Na campanha eleitoral, Trump alegou que a Rússia não invadiria a Ucrânia se ele estivesse na Casa Branca. Os autores oferecem o que passaria como uma base teórica para a bazófia do presidente eleito, atribuindo a guerra na Europa às demonstrações de fraqueza e vacilações do governo Biden. O remédio deles: uma célere paz cartaginesa.
Roma e Cartago travaram três guerras entre 264 e 146 a.C. A segunda derrota cartaginesa produziu um tratado draconiano, firmado em 201 a.C. Cartago perdeu suas colônias, pagou vultosa indenização, desmilitarizou-se e foi proibida de ir à guerra sem autorização romana.
São, em linhas gerais, as exigências de Putin na sua guerra imperial: além da anexação de no mínimo um quinto da Ucrânia, almeja reduzir-lhe o poder militar a quase nada e obter sua neutralização, vetando-lhe o ingresso na União Europeia e na Otan. A China, com ativo apoio do governo brasileiro, desenha uma proposta de paz nesses moldes, formulando-a por meio de senhas diplomáticas facilmente decifráveis.
Cartago dobrou-se à paz devastadora após uma derrota decisiva no campo de batalha. A Rússia tem a iniciativa em todo o extenso arco do front de guerra, mas nada sugere um próximo colapso militar ucraniano. Contudo, a Ucrânia depende de um fluxo regular de ajuda militar externa, especialmente dos EUA. A paz cartaginesa emanaria da interrupção desse fluxo — ou seja, na prática, da vontade de Trump e do Congresso dominado pelos republicanos.

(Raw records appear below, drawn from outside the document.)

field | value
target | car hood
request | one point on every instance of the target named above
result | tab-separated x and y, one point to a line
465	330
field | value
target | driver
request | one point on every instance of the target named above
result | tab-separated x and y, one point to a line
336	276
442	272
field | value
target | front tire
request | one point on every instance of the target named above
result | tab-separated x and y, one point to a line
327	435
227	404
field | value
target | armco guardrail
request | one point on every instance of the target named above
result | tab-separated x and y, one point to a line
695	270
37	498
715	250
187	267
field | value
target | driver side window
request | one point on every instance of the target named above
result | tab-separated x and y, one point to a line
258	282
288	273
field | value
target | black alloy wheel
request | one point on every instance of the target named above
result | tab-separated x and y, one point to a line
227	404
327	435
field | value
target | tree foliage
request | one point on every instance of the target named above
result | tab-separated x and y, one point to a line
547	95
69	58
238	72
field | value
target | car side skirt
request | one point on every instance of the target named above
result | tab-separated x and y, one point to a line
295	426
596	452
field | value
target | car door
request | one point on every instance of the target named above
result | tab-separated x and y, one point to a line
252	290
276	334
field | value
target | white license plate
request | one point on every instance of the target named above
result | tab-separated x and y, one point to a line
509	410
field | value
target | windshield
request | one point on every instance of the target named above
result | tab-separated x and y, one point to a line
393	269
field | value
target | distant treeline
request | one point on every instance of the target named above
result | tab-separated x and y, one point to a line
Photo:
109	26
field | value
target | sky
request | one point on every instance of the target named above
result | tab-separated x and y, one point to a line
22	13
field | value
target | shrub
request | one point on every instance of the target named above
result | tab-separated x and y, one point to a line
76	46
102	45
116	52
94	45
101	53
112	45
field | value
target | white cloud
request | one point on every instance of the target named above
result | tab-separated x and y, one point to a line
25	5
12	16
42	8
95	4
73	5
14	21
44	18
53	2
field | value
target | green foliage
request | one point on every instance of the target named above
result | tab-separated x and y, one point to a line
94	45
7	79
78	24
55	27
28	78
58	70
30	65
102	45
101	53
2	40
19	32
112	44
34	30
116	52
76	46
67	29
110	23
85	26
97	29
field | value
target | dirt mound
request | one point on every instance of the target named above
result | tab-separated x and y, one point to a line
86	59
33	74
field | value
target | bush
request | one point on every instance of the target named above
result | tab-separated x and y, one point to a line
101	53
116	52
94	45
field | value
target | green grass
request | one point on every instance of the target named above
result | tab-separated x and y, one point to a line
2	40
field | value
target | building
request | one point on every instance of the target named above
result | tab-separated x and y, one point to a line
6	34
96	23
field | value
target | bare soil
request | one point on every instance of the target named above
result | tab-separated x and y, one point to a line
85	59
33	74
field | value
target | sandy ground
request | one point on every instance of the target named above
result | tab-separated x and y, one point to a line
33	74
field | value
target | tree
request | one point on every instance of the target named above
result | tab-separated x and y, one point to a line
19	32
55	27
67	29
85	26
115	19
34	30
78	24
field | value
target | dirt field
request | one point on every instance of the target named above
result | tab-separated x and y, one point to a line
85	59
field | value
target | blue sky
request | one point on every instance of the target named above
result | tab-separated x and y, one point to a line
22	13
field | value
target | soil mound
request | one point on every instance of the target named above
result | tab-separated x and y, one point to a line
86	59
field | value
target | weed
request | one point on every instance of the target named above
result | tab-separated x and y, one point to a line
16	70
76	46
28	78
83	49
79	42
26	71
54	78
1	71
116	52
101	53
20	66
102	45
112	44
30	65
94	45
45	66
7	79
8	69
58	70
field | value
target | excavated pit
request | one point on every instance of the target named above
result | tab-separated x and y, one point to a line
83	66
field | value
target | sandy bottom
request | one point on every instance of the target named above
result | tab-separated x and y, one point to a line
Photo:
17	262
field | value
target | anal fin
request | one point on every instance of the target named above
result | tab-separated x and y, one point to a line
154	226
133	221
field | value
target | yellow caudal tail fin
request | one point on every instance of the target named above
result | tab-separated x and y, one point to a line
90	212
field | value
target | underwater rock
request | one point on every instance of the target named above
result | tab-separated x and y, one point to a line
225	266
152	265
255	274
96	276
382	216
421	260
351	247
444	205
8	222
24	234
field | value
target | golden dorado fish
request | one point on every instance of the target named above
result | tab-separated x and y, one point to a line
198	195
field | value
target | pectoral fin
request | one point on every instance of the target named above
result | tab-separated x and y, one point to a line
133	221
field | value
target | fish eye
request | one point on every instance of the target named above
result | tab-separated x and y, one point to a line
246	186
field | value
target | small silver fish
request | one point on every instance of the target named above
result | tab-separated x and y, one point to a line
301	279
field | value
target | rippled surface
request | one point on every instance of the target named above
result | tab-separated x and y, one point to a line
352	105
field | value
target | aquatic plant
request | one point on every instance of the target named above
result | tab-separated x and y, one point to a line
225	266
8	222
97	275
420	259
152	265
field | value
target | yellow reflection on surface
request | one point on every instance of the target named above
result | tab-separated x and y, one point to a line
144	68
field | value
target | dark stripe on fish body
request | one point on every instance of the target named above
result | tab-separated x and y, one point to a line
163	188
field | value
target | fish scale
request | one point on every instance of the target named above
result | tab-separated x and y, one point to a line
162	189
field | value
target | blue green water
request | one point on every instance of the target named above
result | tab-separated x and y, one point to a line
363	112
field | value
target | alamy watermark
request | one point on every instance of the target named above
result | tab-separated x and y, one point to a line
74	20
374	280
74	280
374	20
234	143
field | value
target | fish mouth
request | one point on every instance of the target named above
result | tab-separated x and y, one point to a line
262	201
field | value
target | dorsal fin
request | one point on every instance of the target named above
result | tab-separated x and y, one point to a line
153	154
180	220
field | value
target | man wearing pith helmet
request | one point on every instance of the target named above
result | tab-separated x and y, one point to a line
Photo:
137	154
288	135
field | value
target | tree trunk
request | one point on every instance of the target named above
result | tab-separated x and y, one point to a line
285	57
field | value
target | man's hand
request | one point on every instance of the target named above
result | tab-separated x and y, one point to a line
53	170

“Terminar a guerra e parar a matança” – a meta proclamada por Trump parece, na superfície, bem razoável. A invasão já matou cerca de 80 mil soldados ucranianos (algo como o dobro disso entre as forças russas) e mais de 12 mil civis. A Ucrânia poderia prosperar mesmo amputada territorialmente, a exemplo da Finlândia no pós-guerra. Contudo, desmilitarizada, fora da Otan e da UE, ficaria indefesa diante da próxima invasão russa.
Putin escreveu que a Ucrânia não tem direito à soberania: deve ser parte da Grande Rússia. A terceira Guerra Púnica começou quando Cartago tentou defender-se de um ataque do reino da Numídia, o que serviu como pretexto para a invasão romana encerrada pela destruição da cidade e a escravização de seus habitantes. A paz cartaginesa pregada pelos santarrões “pacifistas” anunciaria mais uma guerra — e mais matança.